The South China Sea is breathtakingly beautiful. Stunning beaches beckon travelers. Vacationers from all over the planet come to enjoy fresh pineapple, mango smoothies, and miles upon miles of sand. The coastlines are lined with shady trees and tropical flowers. Small islands dot the waterways and breathtaking coral reefs provide a snorkeler’s paradise. Yet having traveled to the South China Sea a dozen times, I believe it’s the warm sun, crystal clear water, scuba diving, and opportunity to photograph the outrageously stunning scenery that lures people to this oasis.

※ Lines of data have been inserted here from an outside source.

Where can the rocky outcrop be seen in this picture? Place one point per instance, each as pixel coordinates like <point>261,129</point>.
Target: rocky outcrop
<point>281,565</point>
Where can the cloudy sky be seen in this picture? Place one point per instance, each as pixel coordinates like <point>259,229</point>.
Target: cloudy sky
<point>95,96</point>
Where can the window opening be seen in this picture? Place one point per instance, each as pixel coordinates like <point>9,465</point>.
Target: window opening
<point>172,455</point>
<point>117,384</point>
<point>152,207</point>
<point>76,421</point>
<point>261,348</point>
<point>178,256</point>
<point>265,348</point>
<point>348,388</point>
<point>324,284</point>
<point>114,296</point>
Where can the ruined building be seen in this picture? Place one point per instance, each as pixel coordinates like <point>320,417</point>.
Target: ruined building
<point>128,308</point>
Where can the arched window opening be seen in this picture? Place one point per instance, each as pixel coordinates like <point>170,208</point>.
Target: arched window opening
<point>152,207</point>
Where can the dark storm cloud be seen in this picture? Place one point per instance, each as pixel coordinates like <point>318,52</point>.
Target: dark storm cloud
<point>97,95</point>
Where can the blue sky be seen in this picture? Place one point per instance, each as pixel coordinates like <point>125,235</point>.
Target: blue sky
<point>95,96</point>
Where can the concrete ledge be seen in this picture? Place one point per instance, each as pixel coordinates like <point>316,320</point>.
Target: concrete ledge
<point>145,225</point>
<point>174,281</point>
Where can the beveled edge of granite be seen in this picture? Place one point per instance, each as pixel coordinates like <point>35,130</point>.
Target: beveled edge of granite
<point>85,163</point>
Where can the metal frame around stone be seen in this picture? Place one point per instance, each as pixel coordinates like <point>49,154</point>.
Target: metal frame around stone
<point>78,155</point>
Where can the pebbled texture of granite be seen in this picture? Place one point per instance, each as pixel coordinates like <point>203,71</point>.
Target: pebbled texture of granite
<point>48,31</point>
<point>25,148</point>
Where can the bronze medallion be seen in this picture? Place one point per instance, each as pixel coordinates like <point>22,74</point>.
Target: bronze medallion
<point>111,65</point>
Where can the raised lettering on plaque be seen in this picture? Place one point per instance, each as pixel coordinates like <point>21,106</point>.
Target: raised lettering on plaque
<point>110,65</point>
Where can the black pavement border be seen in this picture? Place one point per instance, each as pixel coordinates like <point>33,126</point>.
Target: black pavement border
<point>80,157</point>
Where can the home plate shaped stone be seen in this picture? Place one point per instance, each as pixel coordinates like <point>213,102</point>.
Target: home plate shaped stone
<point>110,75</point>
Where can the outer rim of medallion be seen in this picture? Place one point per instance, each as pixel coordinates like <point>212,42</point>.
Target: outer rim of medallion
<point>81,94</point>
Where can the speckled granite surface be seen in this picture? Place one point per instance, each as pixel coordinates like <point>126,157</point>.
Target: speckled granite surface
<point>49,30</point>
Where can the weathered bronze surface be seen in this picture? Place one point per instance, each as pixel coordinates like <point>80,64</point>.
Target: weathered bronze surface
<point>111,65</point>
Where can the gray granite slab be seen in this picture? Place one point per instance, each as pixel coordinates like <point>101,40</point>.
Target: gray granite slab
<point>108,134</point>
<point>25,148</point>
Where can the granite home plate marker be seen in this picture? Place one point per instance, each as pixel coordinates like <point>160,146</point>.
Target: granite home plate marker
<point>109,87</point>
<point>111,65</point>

Meanwhile, in this paradise, a storm is brewing. Although typhoons are common, the waters are not thrashing because of a natural disaster but one that is manmade. Large super dredgers have been at work chopping up the coral reefs, pulling up the natural habitats, and killing marine life. China’s state-of-the-art dredging technology digs deep, lifting up and removing entire sections of coral in one scoop while moving sand and sediment and destroying marine life.
The environment has been permanently and irreparably altered. The extent of the environmental damage in the South China Sea is extraordinary. Although other countries construct artificial islands, what is different in the South China Sea is that China is building military bases on top of the islands that, according to international law, do not belong to them. For size comparison, China constructed 3,200 acres of new land while Vietnam created 120 acres and Taiwan added 8 acres.
By destroying the coral, these dredgers kill the larvae and the fish. Yet, as the demand for fish grows, the supply of fish is decreasing. Tensions are high and battles between fishing boats rage on. China has sunk Philippine and Vietnamese ships, killing its fishermen. Yet, the people in these countries need food to survive. Meanwhile, in 2021, China has declared a new law saying that they control of the waters, fish, oil, and trade areas that belong to the Philippines, Vietnam, and other countries.